Leslie enjoys her role of making field book content easy available to users through cataloging and social media outreach, and working with colleagues across the Smithsonian to coordinate field book care, conservation, and digitization. She is excited to be part of the Field Book Project’s transition to the Smithsonian Libraries and Biodiversity Heritage Library. “It’s an important opportunity to bring these resources to a wider audience as well as demonstrate how these archival materials can be used alongside other forms of natural history documentation like publications,” she says.
Although many institutions have worked to digitize their field books, the Field Book Project is the first one dealing with field books as an “object” across an institution. This is important since field books are found everywhere from museum departments to archives to library collections; their level of description in each location varies considerably from detailed item level records found in rare book collections to institutional memory.
The Field Book Project offers a consistent level of description, which is a great benefit. Important collectors like Edgar Mearns, Alexander Wetmore, and Edmund Heller have collections of field books in several different departments. Though they might have primarily collected in one natural history discipline, they often collected for others, so their field books can be found in departments a researcher might not anticipate. Best of all, through the digitization efforts of the Field Book Project, researchers can now locate pertinent field books, and are no longer required to visit onsite to see these items.

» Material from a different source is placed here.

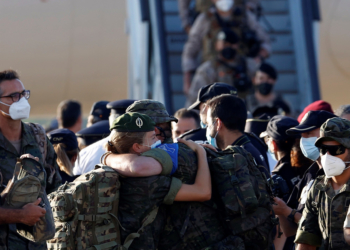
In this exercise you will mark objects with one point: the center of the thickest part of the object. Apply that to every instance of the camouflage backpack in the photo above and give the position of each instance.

In her down time, Leslie enjoys music (especially jazz and bluegrass), romance novels, sailing, running, and kayaking. Her favorite D.C. activities include biking the Mount Vernon Trail, visiting the Mary Livingston Ripley Garden here at the Smithsonian, and taking in Dumbarton Oaks Garden in Georgetown. She also plays the Irish folk harp, and has been to every U.S. state except for Alaska. Lesley earned her bachelor’s degree in English from Oberlin College and her master’s degree in library and information science from the University of Hawaii at Manoa.